When working on > working in
As founders transition to being CEOs, they must learn to work on the company instead of in the company. They shift focus to looking at the company as a machine, determining the inputs necessary for desired outputs.
Andrew Wilkinson writes in Lazy Leadership:
I now think of my companies as machines. I determine the result that I want, design a machine that will produce the result, then figure out what sort of people I need as part of it. If I’m part of the machine, I think about my strengths and weaknesses, and if necessary replace myself with someone better suited to the role.
Founders should also be working on themselves and on their relationships. Too many founders lose themselves in thoughts and emotions and suffer from unproductive conflict in their relationships. Too few understand that improving the systems that govern their inner world and their most important relationships yields greater returns than addressing tactical problems in the business.
How many founders actually understand their personal operating system? How many observe their minds, know their triggers and set aside time for reflection? Most are running non-stop towards product-market fit or the next revenue milestone.
Founder-CEOs don’t have managers, which begs the question: who looks out for their development? A founder’s job is not only incredibly lonely, but also incredibly stressful and busy. Information, fires, problems, people…where does a founder take that burden?
I vividly remember asking a founder-CEO how he was coping with stress. His co-founder had recently left the company, and this person had been asked to become CEO (he was previously CTO). He got very quiet and said, “I don’t really get stressed” with a sadness in his voice that I can still hear.

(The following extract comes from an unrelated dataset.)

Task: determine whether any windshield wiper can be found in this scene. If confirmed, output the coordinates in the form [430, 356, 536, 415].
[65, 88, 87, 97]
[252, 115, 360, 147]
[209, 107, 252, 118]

Numbness isn’t the absence of feelings; it’s actually being so overwhelmed by them that you shut down. And when this happens, you can’t do it selectively. You stop experiencing the full range of emotions—including happiness and admiration and the ability to enjoy life. That’s a terrible shame.
That’s why I believe it’s so important for founders to constantly examine and tweak their personal OS and interpersonal OS. Otherwise, things that worked in the past might actually cause harm when you least expect it.